Fotoğraf çok çirkin...

Yüzü gözü kan içinde bir adam, yanındaki adamların pek de dostça olmayan bakışları altında Atatürk büstünü öpüyor.

Adım adım yükselen toplumsal cinnetin bu fotoğrafı Muğla, Kumluova'da çekildi.

Lince uğrayan adamın adı İbrahim Ç.
Dövülme nedeni Facebook'a koyduğu haki renkli üniformaya benzer bir kıyafet...

Altına “bu kıyafeti giymek bile onurdur” yazmış...
Kastettiği neyin onuru belli değil.
Fakat üniforma da PKK'lıların giydiği kıyafetlerden değil...
Bir zamanlar PKK ile ölümüne dövüşebilen Peşmergelerin kıyafeti...
Fakat birisi bu “PKK'lı terörist kıyafeti” deyince haber kulaktan kulağa yayıldı.

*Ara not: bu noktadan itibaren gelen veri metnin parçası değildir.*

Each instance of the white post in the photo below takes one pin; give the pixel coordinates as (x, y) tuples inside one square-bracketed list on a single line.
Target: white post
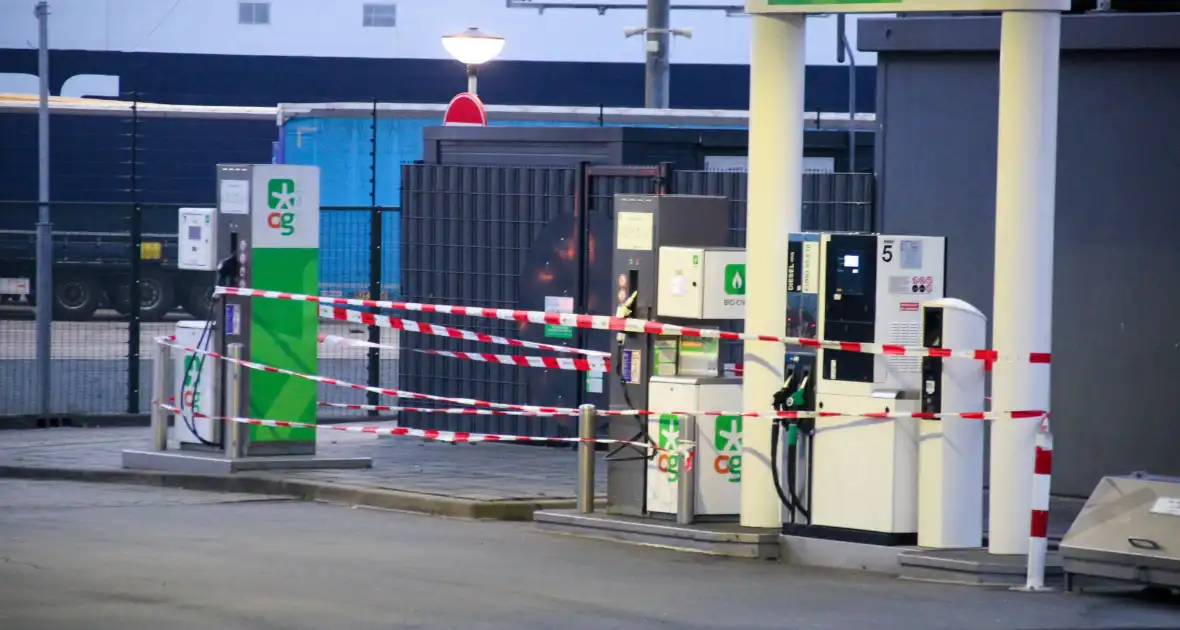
[(1026, 197), (774, 202)]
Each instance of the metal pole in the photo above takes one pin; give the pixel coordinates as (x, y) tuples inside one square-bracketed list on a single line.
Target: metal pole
[(659, 35), (773, 210), (686, 481), (137, 238), (472, 78), (162, 388), (1026, 203), (235, 439), (44, 227), (845, 47), (588, 430), (375, 233)]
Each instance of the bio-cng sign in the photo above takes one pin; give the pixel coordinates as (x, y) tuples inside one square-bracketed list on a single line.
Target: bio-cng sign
[(284, 207), (733, 287)]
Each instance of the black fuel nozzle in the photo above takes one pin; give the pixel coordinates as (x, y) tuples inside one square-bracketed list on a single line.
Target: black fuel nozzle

“Bulun bunu” diye gelişen cinnetten haberi olmayan İbrahim Ç. Öfkeli bir grup tarafından yakalandı, önce elbiseleri parçalandı, ardından meydandaki Atatürk heykeli zorla öptürüldü...

İbrahim Ç.'yi kalabalığın elinden son anda yetişen Jandarma kurtardı...
Aynı gün Antalya'da “Dişe diş, kana kan intikam” diye bağırarak HDP binasının camını çerçevesini indiren 200 kişilik bir kalabalık, bir mevsimlik işçiyi sırtından bıçakladıktan sonra, tramvay durağında rastladıkları “esmer bir genci” Kürt diye dövmeye başladı...
Terliklerini bırakarak kaçmaya çalışan genç bir ara ellerinden kurtuldu...
Yine yakaladılar.

Araya sivil polisler girdi. Dövülen genç “Abi ben Burdurluyum, neden dövüyorlar anlamadım” diye kimliğini gösterdi.
Polis kudurmuş kalabalığı “Adam Burdur Bucak'lı yaptığınız iş mi” diye engelleyebildi...

Dövülen genç yüzü gözü kan içinde “Ben de MHP'ciyim, neden beni dövdünüz?” diye söylenip duruyordu...

Saldırganlar MHP'li olduğuna göre Burdur'lu değil de Koreli olsa?
Olayın daha anlaşılabilir bir yanı olur muydu?
Belki...

“Ben pilotum” diyen üsteğmeni PKK'lı diye öldüresiye dövdüren bir akıl tutulması bu.

Çünkü şiddet, artık eylem ya da söz üzerine değil, simgelerle tetikleniyor...

Simgelerle çoğalarak yayılıyor.
“Sarı-kırmızı-yeşil” diye trafik lambalarını değiştiren, “Portakalı orak çekiç biçiminde soydu” diye insanların hapislerde çürütüldüğü, şanslı olanların Marx'ın fotoğraflarından “dedem” diye yırttığı bir coğrafyada simgeler her şeyden, “gerçeğin kendisinden” bile çok daha tehlikeli...
Toplumda karşılığı olmayan, gerçeklikten kopmuş, adeta “Anayasal” bir gösteriye indirgenmiş siyaset, simgesel şiddeti, kışkırtarak varolabiliyor.